Yeah, they should have just talked to the Sony team from '98 to see where this was going…
They had to modify all their Nightshot cameras to be useless during the day. It was a total pain based on pure paranoia.
Almost all digital camera sensors are sensitive to infrared.
Many DSLRs and a few high-end systems have internal IR filters to prevent the IR from screwing up the color balance, but even they don’t always block all the infrared.
Inexpensive pocket cameras often have no IR filter at all, so they’re more sensitive to IR.
You can get filters that block everything except the IR, and then use your filter-equipped camera to take IR photos. It will require long exposures, since the sensor isn’t primarily meant for IR.

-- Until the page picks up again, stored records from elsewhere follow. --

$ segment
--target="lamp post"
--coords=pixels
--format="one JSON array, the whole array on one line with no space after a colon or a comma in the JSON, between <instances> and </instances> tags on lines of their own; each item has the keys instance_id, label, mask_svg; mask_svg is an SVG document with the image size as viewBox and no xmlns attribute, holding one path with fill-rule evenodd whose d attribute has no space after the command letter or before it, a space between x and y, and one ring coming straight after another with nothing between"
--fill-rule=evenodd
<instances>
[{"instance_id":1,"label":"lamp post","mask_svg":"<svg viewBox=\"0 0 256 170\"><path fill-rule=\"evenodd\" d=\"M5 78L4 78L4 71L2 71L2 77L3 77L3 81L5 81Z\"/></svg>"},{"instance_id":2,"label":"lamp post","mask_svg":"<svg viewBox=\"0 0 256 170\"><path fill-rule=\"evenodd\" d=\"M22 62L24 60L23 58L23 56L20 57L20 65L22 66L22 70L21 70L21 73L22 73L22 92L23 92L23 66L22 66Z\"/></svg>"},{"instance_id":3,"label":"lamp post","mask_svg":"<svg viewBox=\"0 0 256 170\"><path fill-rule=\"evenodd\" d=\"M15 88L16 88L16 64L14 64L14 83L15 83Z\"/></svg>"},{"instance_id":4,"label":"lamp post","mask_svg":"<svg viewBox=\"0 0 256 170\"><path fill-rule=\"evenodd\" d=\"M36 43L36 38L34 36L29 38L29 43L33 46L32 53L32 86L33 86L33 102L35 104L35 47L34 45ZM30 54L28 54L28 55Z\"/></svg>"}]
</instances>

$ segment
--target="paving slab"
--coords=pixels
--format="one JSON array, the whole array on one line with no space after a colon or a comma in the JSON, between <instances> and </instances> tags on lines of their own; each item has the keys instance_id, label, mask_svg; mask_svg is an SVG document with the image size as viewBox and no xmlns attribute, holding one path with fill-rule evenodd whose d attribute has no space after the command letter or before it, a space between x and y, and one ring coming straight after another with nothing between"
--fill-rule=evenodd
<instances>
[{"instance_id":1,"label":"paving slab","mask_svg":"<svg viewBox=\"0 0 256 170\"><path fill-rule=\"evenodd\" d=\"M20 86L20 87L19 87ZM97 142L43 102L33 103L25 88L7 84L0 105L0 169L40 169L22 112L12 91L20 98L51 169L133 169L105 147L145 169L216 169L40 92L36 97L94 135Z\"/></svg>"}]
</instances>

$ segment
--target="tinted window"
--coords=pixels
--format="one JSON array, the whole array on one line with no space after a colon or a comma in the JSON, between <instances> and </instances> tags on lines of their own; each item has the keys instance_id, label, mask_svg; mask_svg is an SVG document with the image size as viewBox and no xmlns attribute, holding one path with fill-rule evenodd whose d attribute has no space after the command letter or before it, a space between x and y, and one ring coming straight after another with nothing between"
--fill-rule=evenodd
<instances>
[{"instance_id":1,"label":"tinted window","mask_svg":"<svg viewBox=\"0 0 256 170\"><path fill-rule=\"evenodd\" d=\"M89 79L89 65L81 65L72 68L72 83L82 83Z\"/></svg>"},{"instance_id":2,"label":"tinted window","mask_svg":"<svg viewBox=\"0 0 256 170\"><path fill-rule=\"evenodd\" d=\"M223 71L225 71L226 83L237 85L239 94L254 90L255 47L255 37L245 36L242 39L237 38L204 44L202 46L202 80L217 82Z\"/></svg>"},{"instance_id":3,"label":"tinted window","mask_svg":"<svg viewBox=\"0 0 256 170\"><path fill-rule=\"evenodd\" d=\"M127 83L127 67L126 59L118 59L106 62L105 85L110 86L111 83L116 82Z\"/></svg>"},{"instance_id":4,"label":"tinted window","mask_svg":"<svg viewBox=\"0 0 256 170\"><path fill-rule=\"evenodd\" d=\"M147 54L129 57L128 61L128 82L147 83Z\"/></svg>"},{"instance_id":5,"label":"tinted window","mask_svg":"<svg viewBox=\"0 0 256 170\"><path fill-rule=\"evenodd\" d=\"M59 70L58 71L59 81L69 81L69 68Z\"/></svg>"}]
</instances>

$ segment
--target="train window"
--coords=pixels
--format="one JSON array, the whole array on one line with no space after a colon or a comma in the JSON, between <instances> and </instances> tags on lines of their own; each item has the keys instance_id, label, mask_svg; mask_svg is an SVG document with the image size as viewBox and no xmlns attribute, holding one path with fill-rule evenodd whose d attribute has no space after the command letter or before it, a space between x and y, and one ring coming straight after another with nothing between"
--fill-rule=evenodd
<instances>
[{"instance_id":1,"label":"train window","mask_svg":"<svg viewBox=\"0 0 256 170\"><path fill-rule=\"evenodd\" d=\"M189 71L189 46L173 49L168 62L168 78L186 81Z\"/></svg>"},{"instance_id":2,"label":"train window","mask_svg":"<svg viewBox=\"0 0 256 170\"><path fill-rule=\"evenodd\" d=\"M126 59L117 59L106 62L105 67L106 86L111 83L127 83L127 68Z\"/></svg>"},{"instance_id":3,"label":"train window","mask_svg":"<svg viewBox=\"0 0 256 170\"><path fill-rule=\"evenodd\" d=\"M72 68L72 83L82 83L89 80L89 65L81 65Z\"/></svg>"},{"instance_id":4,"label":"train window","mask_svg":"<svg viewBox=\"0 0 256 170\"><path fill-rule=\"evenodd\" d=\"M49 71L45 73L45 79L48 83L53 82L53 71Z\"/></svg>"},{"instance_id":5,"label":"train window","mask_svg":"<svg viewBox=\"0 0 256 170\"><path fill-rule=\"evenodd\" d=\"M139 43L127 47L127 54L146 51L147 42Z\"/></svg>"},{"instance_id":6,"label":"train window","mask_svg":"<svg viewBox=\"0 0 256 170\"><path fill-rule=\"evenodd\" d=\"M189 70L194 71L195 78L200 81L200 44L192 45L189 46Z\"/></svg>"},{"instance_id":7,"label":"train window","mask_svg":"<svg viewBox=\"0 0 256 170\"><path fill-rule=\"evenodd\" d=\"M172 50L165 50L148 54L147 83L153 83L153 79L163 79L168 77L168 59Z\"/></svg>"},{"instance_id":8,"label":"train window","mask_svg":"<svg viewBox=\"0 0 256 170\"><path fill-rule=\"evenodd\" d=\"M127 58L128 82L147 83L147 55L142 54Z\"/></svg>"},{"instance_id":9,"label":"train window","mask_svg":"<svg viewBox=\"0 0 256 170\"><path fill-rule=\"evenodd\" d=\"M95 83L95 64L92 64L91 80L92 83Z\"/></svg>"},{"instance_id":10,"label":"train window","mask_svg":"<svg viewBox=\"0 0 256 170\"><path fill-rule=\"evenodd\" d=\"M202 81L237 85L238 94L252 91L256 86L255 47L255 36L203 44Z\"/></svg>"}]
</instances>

If you’re curious about whether your camera sees IR, try pointing a TV/DVD remote at the camera. If you can see the remote’s LEDs blink in the camera’s electronic finder, your camera can see IR.
Thank you for introducing us to your wife and her lovely friends!
That’s me, buddy. Don’t body shame me.
And that’s why things should be hackable, to not allow the vendors to retroactively remove features.
Multispectral imaging can be pretty useful.
Everything is hackable. Most of the time on any camera you can just swap out the IR filter with regular glass and then add a filter to the front for whatever you don’t want.
This all day. Almost every digital camera I’ve owned (about a dozen now) has been IR sensitive.
And the remote trick is solid. Having an IR remote handy for testing sure is helpful when you’re building an IR circuit. Usually I can just glance at an LED on the breadboard to see if it’s lit, but these not so much.
Connecting another resistor-LED in parallel works well to show the signal activity. (Do not connect the LEDs directly; the different forward voltages will make only the IR one shine. Both the resistor-LED ones have to be connected at the resistor end.)
Oh sure you could do that if you want to be like, convenient and shit.
But does connecting that other LED make you feel like Q? I thought not.
In fact, this looks like a broad spectrum camera, which is less good for a lot of arti stic photography than a specialized infrared conversion, with the filter replaced with a hot mirror. There are places that will do the conversion on lots of models of cameras for a couple hundred bucks, and doing it with any mirrorless would give you better IR photos than this.